A Saudi Arabian airport has launched a new service that takes female domestic workers arriving from abroad straight to their employers' houses - apparently to save them from having to go there themselves.
The Riyadh Airports Company , which represents Saudi Arabia's King Khalid International Airport, posted an image on its official Twitter account of the inside of a plane opening straight into a family home.
It reads: "With the Tawsalak service, we receive your [female] domestic worker from the airplane and bring her to your house."
The service's name loosely translates as "she will come to you", and users can access the service by phone and pay a fee to have the worker dropped off.

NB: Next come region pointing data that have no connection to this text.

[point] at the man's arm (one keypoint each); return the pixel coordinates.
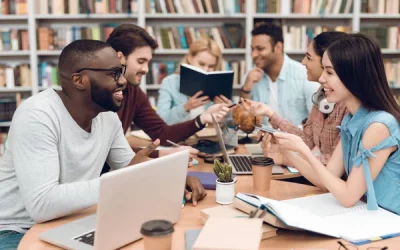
(147, 119)
(34, 144)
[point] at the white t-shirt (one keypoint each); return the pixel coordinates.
(51, 166)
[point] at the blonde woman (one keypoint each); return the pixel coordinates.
(175, 107)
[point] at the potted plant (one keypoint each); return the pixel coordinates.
(225, 188)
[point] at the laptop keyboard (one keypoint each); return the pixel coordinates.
(241, 163)
(87, 238)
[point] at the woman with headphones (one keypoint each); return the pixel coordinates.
(319, 132)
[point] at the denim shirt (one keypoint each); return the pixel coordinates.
(171, 101)
(385, 190)
(294, 91)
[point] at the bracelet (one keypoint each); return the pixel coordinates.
(245, 91)
(198, 123)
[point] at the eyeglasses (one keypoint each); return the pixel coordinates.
(352, 247)
(117, 71)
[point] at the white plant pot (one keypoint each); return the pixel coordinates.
(225, 192)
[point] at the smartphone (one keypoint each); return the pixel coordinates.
(267, 129)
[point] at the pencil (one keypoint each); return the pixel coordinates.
(173, 143)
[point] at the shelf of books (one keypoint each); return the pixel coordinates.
(49, 25)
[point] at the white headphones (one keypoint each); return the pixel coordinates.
(319, 100)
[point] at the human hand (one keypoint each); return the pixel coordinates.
(143, 155)
(219, 111)
(192, 151)
(253, 76)
(198, 191)
(257, 108)
(196, 101)
(221, 99)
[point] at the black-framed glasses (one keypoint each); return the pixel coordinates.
(117, 71)
(343, 246)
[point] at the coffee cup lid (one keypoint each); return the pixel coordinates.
(157, 228)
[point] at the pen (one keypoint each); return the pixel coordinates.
(173, 143)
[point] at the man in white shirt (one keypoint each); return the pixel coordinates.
(58, 142)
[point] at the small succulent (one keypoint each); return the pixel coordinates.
(223, 171)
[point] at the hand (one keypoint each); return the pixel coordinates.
(198, 192)
(196, 101)
(257, 108)
(192, 151)
(290, 142)
(143, 155)
(222, 100)
(252, 77)
(219, 111)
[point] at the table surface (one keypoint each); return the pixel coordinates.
(190, 219)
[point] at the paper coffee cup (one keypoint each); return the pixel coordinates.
(157, 235)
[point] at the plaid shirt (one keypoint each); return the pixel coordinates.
(318, 131)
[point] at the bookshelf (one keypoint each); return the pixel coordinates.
(356, 20)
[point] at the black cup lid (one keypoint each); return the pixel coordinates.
(157, 228)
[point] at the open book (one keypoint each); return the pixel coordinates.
(323, 214)
(211, 83)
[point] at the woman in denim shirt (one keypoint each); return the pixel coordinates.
(175, 107)
(368, 152)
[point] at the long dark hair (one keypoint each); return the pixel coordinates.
(322, 41)
(358, 62)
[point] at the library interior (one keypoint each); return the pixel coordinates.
(200, 124)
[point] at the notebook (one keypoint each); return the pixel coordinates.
(323, 214)
(212, 84)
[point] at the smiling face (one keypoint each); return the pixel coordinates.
(313, 63)
(106, 91)
(204, 60)
(137, 64)
(335, 90)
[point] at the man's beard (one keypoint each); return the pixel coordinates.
(103, 98)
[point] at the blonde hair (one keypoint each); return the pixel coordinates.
(203, 44)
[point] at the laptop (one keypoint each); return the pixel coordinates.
(128, 197)
(241, 164)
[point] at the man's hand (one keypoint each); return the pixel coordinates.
(219, 111)
(193, 152)
(253, 76)
(143, 155)
(221, 99)
(196, 101)
(198, 191)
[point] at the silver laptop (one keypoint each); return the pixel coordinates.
(241, 164)
(128, 197)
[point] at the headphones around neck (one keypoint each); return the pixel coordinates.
(319, 100)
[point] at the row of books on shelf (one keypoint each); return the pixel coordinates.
(229, 35)
(298, 37)
(380, 6)
(60, 7)
(18, 76)
(3, 139)
(13, 7)
(322, 7)
(161, 69)
(13, 39)
(195, 6)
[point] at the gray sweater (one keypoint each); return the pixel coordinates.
(51, 165)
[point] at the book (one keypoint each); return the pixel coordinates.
(323, 214)
(230, 211)
(212, 84)
(229, 234)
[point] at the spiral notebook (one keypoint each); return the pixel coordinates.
(323, 214)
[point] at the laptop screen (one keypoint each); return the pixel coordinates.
(220, 139)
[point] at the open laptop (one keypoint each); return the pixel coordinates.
(241, 164)
(128, 197)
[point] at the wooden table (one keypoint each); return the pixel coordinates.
(190, 218)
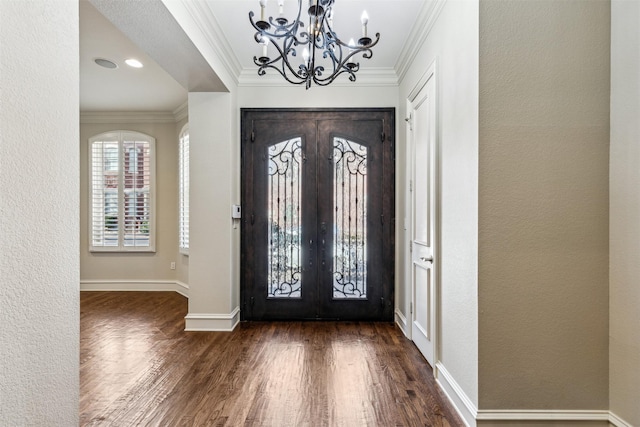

Poor record on workers' rights
It has been met with a mixed response among Saudi Twitter users. While some say the company saves them from having to search the busy airport for their new employee, others ask whether it objectifies domestic workers.
"Are they to be treated like cargo?" one Twitter user asks, while another hints the service may be to prevent new arrivals from "running away".
The Gulf Kingdom relies on hundreds of thousands of domestic workers from abroad, many of them from South Asian countries like Bangladesh.
All foreign workers in Saudi Arabia require a sponsor's permission to both enter and exit the country, and it can take up to six months to arrange visas .
Rights groups complain that foreign workers often suffer poor conditions, and are unable to switch jobs or leave the country without the permission of their employers.
There is a thriving black market in runaway migrant workers who have fled their employers, but find themselves unable to leave the country due to the country's exit visa law.